There was also conscription in both the north and south. Irish immigration also provided a bunch of cannon fodder. Well-to-do northerners also hired someone to go fight for them.
People in those days didn’t think of themselves as Americans. They considered themselves Virginians, or New Yorkers, etc. Most didn’t go far from home and there was no CNN. From all I have read and heard passed down through the oral tradition, there was a great deal of pride and self determination. The abolitionist movement really didn’t involve that many people. Folks who were rabid abolitionists from areas like West Virginia hopped the lines and fought for the south because of states rights and those types of concepts.
I am not so sure those people didn’t fight and die more for astractions that we do nowadays.
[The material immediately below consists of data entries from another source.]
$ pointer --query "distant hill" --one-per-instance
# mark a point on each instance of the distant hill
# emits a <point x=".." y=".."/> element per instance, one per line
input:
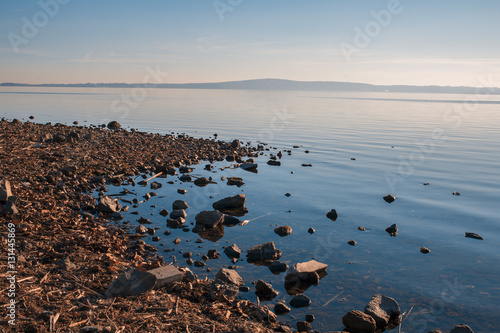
<point x="278" y="84"/>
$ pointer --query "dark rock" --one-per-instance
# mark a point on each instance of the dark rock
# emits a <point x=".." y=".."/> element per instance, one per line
<point x="303" y="326"/>
<point x="114" y="125"/>
<point x="278" y="267"/>
<point x="462" y="329"/>
<point x="392" y="230"/>
<point x="283" y="230"/>
<point x="229" y="276"/>
<point x="235" y="181"/>
<point x="179" y="204"/>
<point x="263" y="252"/>
<point x="265" y="290"/>
<point x="155" y="185"/>
<point x="232" y="251"/>
<point x="332" y="215"/>
<point x="424" y="250"/>
<point x="209" y="218"/>
<point x="358" y="321"/>
<point x="473" y="235"/>
<point x="389" y="198"/>
<point x="300" y="301"/>
<point x="385" y="310"/>
<point x="281" y="309"/>
<point x="108" y="205"/>
<point x="5" y="190"/>
<point x="132" y="282"/>
<point x="233" y="202"/>
<point x="176" y="213"/>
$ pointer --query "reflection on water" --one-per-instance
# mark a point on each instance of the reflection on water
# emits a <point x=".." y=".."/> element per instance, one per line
<point x="354" y="140"/>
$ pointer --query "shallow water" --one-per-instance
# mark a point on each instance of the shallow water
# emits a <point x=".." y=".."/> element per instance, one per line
<point x="398" y="141"/>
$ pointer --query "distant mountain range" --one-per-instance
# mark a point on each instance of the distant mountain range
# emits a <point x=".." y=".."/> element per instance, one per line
<point x="278" y="84"/>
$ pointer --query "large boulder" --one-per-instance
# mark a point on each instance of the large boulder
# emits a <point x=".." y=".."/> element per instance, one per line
<point x="5" y="191"/>
<point x="108" y="205"/>
<point x="229" y="276"/>
<point x="209" y="218"/>
<point x="263" y="252"/>
<point x="385" y="310"/>
<point x="233" y="202"/>
<point x="358" y="321"/>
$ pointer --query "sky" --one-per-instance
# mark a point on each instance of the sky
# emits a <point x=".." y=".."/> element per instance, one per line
<point x="410" y="42"/>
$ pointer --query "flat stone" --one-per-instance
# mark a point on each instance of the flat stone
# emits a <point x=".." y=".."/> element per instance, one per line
<point x="229" y="276"/>
<point x="385" y="310"/>
<point x="233" y="202"/>
<point x="166" y="275"/>
<point x="358" y="321"/>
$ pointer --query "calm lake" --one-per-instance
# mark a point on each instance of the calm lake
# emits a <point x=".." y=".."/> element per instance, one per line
<point x="362" y="146"/>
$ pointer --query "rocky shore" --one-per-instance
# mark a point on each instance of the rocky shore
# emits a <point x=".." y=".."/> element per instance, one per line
<point x="71" y="268"/>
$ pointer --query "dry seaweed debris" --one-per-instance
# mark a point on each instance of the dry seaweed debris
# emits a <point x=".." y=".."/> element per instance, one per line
<point x="66" y="257"/>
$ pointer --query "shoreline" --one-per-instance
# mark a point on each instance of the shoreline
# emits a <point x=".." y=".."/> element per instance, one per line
<point x="66" y="257"/>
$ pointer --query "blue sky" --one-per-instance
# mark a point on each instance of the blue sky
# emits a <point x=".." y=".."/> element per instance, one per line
<point x="411" y="42"/>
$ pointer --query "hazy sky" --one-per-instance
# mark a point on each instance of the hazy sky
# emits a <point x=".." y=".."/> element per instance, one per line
<point x="449" y="42"/>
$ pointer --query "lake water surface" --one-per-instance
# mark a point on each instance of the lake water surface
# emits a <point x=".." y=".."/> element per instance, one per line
<point x="362" y="146"/>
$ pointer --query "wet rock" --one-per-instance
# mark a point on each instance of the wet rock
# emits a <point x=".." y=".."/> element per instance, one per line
<point x="424" y="250"/>
<point x="132" y="282"/>
<point x="233" y="202"/>
<point x="277" y="267"/>
<point x="209" y="218"/>
<point x="141" y="230"/>
<point x="263" y="252"/>
<point x="385" y="310"/>
<point x="265" y="291"/>
<point x="332" y="215"/>
<point x="114" y="125"/>
<point x="273" y="162"/>
<point x="155" y="185"/>
<point x="281" y="309"/>
<point x="179" y="204"/>
<point x="108" y="205"/>
<point x="358" y="321"/>
<point x="462" y="329"/>
<point x="473" y="235"/>
<point x="389" y="198"/>
<point x="300" y="301"/>
<point x="5" y="190"/>
<point x="232" y="251"/>
<point x="176" y="213"/>
<point x="166" y="275"/>
<point x="229" y="276"/>
<point x="237" y="181"/>
<point x="392" y="230"/>
<point x="202" y="181"/>
<point x="283" y="230"/>
<point x="303" y="326"/>
<point x="66" y="264"/>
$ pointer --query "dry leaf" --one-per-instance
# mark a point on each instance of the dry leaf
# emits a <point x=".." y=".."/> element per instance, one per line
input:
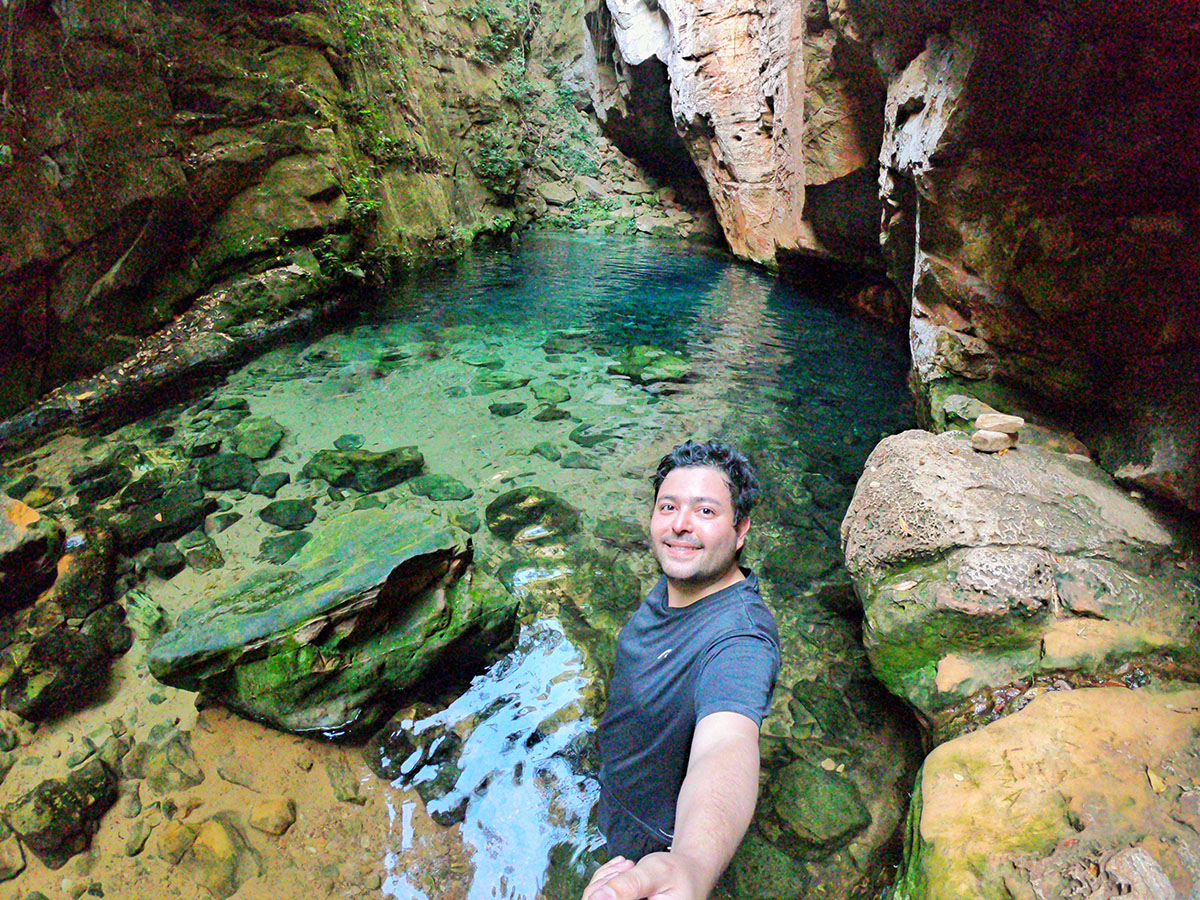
<point x="1156" y="781"/>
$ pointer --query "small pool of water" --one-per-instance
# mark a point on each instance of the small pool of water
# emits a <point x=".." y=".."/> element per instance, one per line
<point x="462" y="361"/>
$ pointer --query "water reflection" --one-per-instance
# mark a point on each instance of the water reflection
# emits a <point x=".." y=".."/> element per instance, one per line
<point x="520" y="785"/>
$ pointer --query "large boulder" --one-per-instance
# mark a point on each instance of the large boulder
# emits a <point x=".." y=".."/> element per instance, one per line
<point x="1086" y="793"/>
<point x="30" y="545"/>
<point x="59" y="816"/>
<point x="983" y="575"/>
<point x="367" y="607"/>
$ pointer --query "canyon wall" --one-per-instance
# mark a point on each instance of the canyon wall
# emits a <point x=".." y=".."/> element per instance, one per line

Taxation without repesentation? Live Free or Die? Don’t Tread on me? Those very thoughts forged an independence nation.
Bottom line, I agree with Opinion and Robb.
http://en.wikipedia.org/wiki/American_Civil_War
In the presidential election of 1860, the Republican Party, led by Abraham Lincoln, had campaigned against the expansion of slavery beyond the states in which it already existed. The Republican victory in that election resulted in seven Southern states declaring their secession from the Union even before Lincoln took office on March 4, 1861
…
The coexistence of a slave-owning South with an increasingly anti-slavery North made conflict likely. Lincoln did not propose federal laws against slavery where it already existed, but he had, in his 1858 House Divided Speech, expressed a desire to “arrest the further spread of it, and place it where the public mind shall rest in the belief that it is in the course of ultimate extinction”.[1] Much of the political battle in the 1850s focused on the expansion of slavery into the newly created territories.[2][3][4] All of the organized territories were likely to become free-soil states, which increased the Southern movement toward secession. Both North and South assumed that if slavery could not expand it would wither and die.[5][6][7]
…
Confederate Vice President Alexander Stephens said[12][13] that slavery was the chief cause of secession[14] in his Cornerstone Speech shortly before the war. After Confederate defeat, Stephens became one of the most ardent defenders of the Lost Cause.[15] There was a striking contrast [14][16] between Stephens’ post-war states’ rights assertion that slavery did not cause secession[15] and his pre-war Cornerstone Speech. Confederate President Jefferson Davis also switched from saying the war was caused by slavery to saying that states’ rights was the cause. While Southerners often used states’ rights arguments to defend slavery, sometimes roles were reversed, as when Southerners demanded national laws to defend their interests with the Gag Rule and the Fugitive Slave Law of 1850. On these issues, it was Northerners who wanted to defend the rights of their states.[17]
…
South Carolina did more to advance nullification and secession than any other Southern state. South Carolina adopted the “Declaration of the Immediate Causes Which Induce and Justify the Secession of South Carolina from the Federal Union” on December 24, 1860. It argued for states’ rights for slave owners in the South, but contained a complaint about states’ rights in the North in the form of opposition to the Fugitive Slave Act, claiming that Northern states were not fulfilling their federal obligations under the Constitution. All of the alleged violations of the rights of Southern states were related to slavery.
I don’t consider Wikipedia a definitive work on causes of the Civil War. It was a complex issue. I expect that Wikipedia is going with the modern, revisionist explanation taught to so many kids today.
It gets more interesting when you start following the money and who had it for what reasons. Rick, I certainly am not saying that slavery had nothing to do with the Civil War, but it was just far more complex than that. There were balance of powers, industrialization, westward expansion issues that also came into play. Like most wars, the rich profitted and the poor died.